Monday, November 14, 2011

He was just a Mexican boy at school, just stood and watched, never played much

His name was Fernando. At our last class reunion I discovered I had misremembered his last name.

I remember him from the first grade. He was in the fourth, a big boy – it was years later, when I thought back, that I realized he was a very small young man. At some time or other I learned he had been fifteen. By then he was a drop out.

The heat of that summer day is still immediate; it was late morning, I think. We were in somebody’s backyard when this older boy on a bicycle stopped. He wanted to talk, and didn’t want to talk. He worked part time at the telegraph office. He had a wire. It began, “The President of the United States regrets to inform you…” It was to Fernando’s family. We learned later that it had been the morning that began Omaha Beach in the history books. 

What brings it back now are the elections carried out in Arizona about illegal immigrants. I have been wondering if Fernando was one. Wonder when that medic dropped beside him if he had tried to say something. Was it in English or Spanish? I tried to find his grave when Annelie and I were in Normandy a few years ago. I couldn’t; I had misremembered that last name. I just stopped in front of a stone with “Unknown” on it and thought.

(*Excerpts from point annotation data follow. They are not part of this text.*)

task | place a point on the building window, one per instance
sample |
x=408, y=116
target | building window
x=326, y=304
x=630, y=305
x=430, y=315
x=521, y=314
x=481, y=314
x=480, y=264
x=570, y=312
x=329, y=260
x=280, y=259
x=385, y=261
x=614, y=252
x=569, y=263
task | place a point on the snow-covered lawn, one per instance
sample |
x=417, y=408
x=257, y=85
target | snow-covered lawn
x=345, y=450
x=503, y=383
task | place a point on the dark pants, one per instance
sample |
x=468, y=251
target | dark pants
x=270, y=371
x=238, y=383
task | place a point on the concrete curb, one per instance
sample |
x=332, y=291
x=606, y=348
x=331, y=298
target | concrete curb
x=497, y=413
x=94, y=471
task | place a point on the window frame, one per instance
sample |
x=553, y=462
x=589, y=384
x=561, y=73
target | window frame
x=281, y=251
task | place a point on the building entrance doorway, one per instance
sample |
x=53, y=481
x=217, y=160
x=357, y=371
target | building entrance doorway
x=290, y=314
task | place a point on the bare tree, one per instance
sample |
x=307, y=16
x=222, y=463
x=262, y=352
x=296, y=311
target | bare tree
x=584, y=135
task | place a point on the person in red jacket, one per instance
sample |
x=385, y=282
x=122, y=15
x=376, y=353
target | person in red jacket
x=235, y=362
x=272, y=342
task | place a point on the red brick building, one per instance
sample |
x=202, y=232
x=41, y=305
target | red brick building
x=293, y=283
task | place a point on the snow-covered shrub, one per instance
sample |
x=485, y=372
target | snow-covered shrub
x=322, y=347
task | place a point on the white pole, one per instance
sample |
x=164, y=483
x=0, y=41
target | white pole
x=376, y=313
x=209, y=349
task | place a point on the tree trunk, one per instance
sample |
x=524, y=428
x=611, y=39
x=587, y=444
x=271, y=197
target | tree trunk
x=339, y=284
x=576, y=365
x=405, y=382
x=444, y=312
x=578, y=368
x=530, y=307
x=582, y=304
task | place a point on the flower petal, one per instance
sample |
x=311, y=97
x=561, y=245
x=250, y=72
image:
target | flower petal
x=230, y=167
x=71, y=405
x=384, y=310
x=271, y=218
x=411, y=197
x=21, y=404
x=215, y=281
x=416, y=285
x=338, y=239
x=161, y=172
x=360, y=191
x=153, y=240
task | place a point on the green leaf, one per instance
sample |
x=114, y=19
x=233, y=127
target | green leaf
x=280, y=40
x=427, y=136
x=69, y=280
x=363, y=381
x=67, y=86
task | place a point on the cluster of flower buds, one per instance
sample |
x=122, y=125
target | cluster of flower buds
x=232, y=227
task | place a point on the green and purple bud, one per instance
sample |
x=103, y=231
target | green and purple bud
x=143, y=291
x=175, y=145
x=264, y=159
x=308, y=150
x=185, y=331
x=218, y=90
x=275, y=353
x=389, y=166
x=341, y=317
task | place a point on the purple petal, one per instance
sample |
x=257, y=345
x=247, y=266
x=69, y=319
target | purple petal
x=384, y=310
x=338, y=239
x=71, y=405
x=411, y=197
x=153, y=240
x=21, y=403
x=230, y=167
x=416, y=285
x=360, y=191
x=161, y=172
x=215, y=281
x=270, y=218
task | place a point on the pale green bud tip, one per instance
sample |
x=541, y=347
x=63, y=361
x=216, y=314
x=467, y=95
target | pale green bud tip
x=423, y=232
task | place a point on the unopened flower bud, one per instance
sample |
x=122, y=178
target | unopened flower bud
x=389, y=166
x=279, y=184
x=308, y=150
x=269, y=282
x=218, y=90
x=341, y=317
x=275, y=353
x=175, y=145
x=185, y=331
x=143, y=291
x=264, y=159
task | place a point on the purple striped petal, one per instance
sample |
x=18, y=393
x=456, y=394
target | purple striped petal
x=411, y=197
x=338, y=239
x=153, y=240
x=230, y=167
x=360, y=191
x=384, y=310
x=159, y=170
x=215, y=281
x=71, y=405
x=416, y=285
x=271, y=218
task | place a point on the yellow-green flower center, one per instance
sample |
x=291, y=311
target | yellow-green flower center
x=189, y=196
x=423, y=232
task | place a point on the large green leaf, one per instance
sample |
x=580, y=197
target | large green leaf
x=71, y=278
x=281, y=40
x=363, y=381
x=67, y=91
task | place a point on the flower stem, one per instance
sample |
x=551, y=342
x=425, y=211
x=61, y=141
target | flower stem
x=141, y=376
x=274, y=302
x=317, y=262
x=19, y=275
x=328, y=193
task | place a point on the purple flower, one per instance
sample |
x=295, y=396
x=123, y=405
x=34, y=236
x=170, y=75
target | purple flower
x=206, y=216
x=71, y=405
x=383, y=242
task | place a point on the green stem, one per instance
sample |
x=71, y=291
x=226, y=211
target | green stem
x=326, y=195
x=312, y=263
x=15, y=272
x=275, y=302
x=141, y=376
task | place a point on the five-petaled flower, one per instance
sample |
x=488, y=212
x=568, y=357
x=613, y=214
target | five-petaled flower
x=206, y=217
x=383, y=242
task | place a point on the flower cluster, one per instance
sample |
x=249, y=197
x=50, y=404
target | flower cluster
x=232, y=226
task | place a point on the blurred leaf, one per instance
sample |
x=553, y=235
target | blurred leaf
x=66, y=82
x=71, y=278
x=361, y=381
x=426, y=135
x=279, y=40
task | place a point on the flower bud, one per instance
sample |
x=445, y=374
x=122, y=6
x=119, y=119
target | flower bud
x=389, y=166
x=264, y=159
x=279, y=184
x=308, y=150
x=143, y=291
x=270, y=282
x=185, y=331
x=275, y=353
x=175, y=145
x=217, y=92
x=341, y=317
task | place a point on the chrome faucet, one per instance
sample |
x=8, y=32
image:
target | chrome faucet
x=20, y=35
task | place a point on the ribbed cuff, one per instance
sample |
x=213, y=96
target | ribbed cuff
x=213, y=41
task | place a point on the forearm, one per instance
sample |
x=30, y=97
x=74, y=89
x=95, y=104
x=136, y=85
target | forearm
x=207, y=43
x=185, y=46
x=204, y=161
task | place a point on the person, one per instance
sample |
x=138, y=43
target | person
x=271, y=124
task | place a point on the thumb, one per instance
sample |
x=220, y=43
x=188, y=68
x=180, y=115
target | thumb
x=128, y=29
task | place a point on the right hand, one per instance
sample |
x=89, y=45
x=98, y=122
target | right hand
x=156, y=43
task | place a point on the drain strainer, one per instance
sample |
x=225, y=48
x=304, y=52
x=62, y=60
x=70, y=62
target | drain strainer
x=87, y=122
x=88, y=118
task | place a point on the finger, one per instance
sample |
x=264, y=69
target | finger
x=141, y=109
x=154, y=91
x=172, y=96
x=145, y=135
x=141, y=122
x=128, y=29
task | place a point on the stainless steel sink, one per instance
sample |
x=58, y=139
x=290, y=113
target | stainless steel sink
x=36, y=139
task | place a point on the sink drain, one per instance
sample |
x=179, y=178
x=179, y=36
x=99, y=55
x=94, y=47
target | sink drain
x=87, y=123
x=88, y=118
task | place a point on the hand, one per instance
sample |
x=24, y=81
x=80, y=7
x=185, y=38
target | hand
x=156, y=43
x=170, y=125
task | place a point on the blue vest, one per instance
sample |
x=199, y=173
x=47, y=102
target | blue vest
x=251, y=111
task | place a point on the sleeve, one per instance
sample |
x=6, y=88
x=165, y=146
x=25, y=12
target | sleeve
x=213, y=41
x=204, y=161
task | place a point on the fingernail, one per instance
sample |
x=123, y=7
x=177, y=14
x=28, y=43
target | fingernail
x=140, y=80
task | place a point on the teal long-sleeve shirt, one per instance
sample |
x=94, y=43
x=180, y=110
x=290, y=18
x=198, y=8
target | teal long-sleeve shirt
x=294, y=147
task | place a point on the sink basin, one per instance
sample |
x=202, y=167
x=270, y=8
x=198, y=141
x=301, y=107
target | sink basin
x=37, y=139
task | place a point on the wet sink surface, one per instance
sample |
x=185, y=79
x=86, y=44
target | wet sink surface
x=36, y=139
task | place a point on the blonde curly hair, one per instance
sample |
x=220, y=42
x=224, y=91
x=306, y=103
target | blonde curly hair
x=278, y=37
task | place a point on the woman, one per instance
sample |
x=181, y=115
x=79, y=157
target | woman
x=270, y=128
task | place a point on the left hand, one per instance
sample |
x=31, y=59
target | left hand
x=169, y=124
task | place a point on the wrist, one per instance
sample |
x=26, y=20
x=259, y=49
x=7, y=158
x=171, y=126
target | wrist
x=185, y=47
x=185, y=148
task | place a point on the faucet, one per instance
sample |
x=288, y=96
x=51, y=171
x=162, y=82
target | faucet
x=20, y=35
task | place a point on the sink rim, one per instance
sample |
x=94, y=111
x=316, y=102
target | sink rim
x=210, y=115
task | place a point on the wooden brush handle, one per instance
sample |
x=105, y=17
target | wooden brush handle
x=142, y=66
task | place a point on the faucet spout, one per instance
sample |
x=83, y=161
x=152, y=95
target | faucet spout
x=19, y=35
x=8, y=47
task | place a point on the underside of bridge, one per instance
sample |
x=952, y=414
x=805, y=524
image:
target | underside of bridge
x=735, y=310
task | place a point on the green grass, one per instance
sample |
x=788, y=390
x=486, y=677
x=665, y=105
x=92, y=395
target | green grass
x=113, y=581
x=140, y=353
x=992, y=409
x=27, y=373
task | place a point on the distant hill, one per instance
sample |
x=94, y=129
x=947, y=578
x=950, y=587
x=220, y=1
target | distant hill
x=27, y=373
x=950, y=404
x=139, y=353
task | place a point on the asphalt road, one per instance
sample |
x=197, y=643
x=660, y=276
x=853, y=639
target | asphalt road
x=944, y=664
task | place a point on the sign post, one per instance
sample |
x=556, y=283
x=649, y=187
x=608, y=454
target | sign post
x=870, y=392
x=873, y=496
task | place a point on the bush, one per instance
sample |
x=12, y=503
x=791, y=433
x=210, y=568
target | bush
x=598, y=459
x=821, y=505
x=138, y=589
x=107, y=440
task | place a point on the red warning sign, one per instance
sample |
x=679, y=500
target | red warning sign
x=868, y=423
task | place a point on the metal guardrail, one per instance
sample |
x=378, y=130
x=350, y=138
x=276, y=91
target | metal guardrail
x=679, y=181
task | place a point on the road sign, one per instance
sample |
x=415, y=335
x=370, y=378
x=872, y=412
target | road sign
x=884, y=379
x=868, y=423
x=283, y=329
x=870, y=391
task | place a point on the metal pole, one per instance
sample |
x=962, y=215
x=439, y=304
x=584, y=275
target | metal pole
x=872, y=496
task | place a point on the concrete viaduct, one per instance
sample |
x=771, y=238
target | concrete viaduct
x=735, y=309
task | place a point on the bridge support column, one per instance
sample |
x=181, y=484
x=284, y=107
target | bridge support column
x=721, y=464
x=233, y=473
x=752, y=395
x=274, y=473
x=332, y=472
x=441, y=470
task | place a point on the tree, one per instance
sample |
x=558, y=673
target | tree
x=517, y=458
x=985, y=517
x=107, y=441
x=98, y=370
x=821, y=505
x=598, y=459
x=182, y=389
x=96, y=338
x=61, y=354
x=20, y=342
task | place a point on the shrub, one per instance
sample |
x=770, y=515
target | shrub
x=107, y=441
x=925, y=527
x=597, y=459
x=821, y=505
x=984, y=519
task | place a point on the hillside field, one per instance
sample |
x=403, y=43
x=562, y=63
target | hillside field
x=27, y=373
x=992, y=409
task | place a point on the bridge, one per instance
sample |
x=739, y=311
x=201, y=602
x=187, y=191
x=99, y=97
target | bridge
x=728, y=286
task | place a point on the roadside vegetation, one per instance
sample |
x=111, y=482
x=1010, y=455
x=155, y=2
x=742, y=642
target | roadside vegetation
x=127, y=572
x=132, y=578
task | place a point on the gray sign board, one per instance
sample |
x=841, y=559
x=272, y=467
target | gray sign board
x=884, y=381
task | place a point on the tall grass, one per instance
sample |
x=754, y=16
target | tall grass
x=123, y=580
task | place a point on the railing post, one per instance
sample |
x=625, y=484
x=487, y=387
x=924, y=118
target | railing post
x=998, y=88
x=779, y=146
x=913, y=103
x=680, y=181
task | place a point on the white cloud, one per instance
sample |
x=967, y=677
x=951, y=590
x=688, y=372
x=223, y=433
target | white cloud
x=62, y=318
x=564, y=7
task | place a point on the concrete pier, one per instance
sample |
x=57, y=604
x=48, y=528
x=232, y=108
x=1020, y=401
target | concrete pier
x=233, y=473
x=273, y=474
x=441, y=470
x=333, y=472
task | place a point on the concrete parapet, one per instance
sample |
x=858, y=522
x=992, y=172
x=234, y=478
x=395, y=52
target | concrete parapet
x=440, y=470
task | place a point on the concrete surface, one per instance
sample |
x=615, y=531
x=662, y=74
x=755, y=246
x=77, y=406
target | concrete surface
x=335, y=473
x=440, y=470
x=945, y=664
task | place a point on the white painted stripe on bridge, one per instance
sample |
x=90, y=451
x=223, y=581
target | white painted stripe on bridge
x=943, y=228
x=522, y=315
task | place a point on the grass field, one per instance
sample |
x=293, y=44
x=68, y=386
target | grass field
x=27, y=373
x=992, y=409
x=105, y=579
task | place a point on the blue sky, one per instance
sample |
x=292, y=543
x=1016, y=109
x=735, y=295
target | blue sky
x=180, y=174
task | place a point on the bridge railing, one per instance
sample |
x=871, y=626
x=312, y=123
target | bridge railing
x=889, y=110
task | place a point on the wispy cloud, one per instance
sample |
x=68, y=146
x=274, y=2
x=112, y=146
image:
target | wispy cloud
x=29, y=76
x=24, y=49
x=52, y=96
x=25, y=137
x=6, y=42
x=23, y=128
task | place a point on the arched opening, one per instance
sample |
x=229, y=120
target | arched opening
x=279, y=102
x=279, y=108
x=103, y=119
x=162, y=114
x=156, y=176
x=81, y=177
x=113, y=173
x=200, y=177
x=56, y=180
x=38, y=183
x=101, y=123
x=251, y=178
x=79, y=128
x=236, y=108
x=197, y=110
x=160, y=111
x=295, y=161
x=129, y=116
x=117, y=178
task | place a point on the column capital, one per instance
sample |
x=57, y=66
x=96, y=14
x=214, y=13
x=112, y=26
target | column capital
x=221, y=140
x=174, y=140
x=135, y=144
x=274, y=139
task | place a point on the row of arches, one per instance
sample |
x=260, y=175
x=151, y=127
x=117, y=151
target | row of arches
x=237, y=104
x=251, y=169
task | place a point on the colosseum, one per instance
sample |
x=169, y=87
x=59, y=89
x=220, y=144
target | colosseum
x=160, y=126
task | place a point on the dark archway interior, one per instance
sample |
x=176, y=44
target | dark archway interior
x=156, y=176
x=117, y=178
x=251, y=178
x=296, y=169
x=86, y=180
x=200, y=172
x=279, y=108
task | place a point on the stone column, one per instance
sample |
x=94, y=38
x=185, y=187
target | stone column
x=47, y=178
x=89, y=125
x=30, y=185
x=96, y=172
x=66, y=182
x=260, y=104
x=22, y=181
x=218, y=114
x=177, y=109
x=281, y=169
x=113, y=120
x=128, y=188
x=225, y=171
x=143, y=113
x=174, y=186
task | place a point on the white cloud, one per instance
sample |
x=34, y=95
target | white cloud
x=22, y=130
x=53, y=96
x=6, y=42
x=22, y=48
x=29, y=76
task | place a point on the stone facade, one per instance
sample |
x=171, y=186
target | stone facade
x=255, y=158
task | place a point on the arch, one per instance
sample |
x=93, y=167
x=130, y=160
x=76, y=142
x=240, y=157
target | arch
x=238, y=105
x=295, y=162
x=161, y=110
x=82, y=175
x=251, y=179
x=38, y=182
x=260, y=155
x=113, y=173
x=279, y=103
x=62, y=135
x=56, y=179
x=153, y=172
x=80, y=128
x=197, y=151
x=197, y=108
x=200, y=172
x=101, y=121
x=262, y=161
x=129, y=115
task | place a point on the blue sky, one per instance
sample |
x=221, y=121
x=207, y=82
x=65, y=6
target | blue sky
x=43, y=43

Coming back into the here and now, and having wandered along some other rows – like at Arlington Cemetery – I have gotten to thinking about names. With these “stop and ask for papers” mandates from some legislatures, what if some cop had just stopped Fernando on his way to the recruiting office to volunteer and demanded to see if he was “legal.” Maybe it would have all turned out differently.  

                                                                                                             If you are starting to remembering someone, call them up,
                                                                                                             write the family, maybe you can only say a prayer.
                                                                                                             Please remember.